= Liv Nergaard =

Norwegian artist (1924–2016)

Liv Nergaard (April 17, 1924 – July 25, 2016) was a Norwegian painter, textile artist, and sculptor. She also created portraits and produced puppet performances for educational use.

==Biography==
Nergaard was born in Oppegård Municipality in Akershus county, the daughter of Tordis Nergaard and Eivin Nickelsen. She attended the Norwegian National Academy of Fine Arts from 1945 to 1946, and Bergen Teacher Training College (Bergen lærerhøgskole) from 1971 to 1972. In addition, she was a visiting student at the Norwegian National Academy of Craft and Art Industry (from 1943 to 1945 and again from 1952 to 1953) and at the Illegal Academy (Det Illegale Akademi) from 1943 to 1945. In 1961 she settled in Flosta Municipality together with her husband, the sculptor Finn Henrik Bodvin. During these years, she worked actively as a sculptor; among other things, she participated twice in the Autumn Exhibition (Høstutstillingen, in 1970 and 1976) and six times in the Southern Norway Exhibition (Sørlandsutstillingen, between 1969 and 1981). She was active in the Arendal Puppet Theater (Arendal figur og dukketeater) and, together with Ute de Lange Nilsen and others, was one of the initiators behind setting up the theater in 1969.

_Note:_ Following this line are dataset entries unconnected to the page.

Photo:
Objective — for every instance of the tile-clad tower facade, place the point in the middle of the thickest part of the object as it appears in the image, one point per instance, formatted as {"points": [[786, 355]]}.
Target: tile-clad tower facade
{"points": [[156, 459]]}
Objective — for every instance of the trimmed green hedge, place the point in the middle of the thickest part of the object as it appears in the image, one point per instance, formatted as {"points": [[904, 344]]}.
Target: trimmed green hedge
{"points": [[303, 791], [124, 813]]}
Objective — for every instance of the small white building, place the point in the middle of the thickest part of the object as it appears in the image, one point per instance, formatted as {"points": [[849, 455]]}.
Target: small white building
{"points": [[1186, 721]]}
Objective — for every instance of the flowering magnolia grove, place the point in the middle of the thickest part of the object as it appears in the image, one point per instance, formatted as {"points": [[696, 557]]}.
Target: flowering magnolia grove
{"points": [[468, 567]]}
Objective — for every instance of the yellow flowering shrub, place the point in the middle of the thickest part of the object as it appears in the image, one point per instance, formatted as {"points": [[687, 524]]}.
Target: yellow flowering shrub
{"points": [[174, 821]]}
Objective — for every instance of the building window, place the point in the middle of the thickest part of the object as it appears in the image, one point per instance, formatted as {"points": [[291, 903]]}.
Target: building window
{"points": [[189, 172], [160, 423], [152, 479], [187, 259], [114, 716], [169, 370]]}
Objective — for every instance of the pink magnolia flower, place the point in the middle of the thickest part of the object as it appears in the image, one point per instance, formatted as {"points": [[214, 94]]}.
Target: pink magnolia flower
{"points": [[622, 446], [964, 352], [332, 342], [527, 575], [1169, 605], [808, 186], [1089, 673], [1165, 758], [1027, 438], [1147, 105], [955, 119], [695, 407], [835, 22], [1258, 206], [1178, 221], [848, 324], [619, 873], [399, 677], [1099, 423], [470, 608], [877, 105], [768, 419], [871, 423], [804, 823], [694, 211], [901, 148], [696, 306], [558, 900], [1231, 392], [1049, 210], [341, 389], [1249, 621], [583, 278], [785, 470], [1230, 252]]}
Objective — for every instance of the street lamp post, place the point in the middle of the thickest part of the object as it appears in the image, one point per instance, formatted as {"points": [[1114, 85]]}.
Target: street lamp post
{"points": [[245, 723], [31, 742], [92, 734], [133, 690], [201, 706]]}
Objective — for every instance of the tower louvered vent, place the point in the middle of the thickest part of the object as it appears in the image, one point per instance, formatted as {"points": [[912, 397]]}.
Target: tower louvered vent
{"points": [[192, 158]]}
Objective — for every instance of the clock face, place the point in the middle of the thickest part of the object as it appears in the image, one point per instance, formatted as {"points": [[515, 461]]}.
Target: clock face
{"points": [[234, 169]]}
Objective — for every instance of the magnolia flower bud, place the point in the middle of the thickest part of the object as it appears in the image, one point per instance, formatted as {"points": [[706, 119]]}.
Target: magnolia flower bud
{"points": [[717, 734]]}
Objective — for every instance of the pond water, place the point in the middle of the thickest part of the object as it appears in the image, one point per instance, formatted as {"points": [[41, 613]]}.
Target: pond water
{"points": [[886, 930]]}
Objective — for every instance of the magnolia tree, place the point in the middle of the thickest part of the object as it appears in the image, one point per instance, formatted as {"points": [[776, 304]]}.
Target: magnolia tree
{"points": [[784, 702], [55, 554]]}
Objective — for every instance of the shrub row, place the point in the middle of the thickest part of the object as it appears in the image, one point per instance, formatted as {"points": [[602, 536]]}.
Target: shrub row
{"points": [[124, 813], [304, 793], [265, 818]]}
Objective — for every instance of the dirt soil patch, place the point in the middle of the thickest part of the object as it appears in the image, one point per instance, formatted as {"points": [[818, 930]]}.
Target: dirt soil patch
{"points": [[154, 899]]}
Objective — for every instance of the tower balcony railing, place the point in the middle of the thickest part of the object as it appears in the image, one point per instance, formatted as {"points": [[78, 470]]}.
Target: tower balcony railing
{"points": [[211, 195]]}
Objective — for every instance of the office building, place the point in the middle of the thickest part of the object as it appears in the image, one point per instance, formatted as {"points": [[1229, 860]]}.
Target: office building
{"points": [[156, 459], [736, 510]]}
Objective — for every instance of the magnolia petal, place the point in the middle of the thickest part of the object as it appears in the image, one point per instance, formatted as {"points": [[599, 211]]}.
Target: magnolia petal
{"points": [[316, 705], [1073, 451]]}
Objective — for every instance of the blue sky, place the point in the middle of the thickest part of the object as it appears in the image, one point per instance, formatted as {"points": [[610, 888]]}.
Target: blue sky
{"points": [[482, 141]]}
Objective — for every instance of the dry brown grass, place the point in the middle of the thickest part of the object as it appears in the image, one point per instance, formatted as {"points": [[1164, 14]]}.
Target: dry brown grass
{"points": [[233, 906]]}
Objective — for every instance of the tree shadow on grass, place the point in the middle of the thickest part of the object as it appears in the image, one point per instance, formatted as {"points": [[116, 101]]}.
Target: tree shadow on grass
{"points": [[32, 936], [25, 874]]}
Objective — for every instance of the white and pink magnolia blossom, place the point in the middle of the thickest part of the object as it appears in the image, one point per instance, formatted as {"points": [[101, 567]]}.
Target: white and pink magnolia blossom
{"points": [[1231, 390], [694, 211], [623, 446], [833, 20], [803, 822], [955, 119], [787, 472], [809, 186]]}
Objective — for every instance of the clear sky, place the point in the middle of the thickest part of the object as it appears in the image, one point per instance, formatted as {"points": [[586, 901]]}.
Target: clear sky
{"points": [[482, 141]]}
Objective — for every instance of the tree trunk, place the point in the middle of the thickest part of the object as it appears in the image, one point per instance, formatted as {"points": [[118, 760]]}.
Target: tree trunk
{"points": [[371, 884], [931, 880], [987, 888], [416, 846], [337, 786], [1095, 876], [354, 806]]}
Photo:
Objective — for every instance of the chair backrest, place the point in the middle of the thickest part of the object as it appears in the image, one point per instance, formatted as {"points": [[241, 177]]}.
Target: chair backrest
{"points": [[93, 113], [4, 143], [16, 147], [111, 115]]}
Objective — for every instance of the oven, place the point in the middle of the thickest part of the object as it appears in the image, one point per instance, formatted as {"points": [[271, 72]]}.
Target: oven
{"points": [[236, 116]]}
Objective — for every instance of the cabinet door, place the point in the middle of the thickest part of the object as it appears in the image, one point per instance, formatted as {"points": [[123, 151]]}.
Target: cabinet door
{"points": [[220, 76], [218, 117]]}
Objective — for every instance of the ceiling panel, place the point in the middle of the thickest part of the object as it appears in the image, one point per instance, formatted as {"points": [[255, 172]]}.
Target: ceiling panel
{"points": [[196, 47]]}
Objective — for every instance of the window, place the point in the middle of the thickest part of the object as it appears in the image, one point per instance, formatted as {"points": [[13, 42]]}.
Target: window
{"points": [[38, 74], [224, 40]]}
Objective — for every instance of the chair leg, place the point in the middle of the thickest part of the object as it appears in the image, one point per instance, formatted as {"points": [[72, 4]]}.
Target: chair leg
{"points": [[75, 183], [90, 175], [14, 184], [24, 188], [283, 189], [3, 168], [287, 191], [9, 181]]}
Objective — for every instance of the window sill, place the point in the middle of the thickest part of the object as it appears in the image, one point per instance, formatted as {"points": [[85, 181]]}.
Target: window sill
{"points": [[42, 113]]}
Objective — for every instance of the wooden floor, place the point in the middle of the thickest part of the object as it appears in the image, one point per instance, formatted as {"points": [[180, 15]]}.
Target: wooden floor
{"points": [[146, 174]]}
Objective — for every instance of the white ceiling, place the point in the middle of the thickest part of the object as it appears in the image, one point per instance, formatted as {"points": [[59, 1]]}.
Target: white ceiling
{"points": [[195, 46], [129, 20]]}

Liv Nergaard participated in the artists' colony that developed in Flosta after the Second World War. Together with artists such as Ferdinand Finne, Ellen Iden, Ivar Jerven, Kjerstin Øvrelid, Knut Monrad, Finn Strømsted, Bodil Cappelen, and Finn Henrik Bodvin, an artistic environment was created that drew inspiration from nature and the skerries. In the mid-1960s, six of these artists exhibited at the Skien Art Association (Skiens Kunstforening) as the Flosta Artists (Flostakunstnerne).